To conserve moisture and to reduce costs such as diesel, we use a Sumo DTS strip till drill for sowing the seed that only cultivates where the seed is planted.

A cultivator will work on the whole area of the field, which in the long run can cause compaction to the soil, erosion and loss of moisture. This is not something I have learnt to do yet and is left to experienced staff.

When you do the drilling, it is evident if you do it wrong and farmers will always notice if your rows of crops are not exact or if you have had a drill miss (maybe caused by a blocked seed nozzle).

Occasionally we may plough as a full inversion technique – a cultural method of weed control used in severe situations – however, this can bring more weed seed back up to the surface, especially grass weed, which causes more of a problem for the growing crop. It is also time-consuming and costly.

We drilled oil seed rape (OSR) on August 7, 2020, while we were still combining the winter wheat.

For those farmers still growing OSR it was a strategic decision to drill it early in order to make use of the moisture during the wet August.

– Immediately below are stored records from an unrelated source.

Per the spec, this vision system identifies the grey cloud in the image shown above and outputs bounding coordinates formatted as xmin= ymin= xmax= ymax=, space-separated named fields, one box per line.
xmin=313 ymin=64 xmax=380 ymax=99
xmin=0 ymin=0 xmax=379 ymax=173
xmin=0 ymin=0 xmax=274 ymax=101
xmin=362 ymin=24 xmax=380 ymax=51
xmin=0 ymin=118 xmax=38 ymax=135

This was to try to combat the cabbage stem flea beetle, which is a major pest.

Since 2013 neonicotinoid-treated seed dressing has been banned from use by the EU. This has caused a big issue for UK farmers growing OSR because there is nothing to control the pests that destroy the living plants, causing major losses and in severe cases crop failure, which is fairly common.

As you drive around the countryside this winter you will still see precise rows of green shoots emerging and this is the start of the whole process again.

Farmers will be watching the weather every day, to see how their crops are performing and hoping for a better harvest in 2021.

Thank you for your interest and don’t forget to see if you can identify what crops are growing around Berkshire.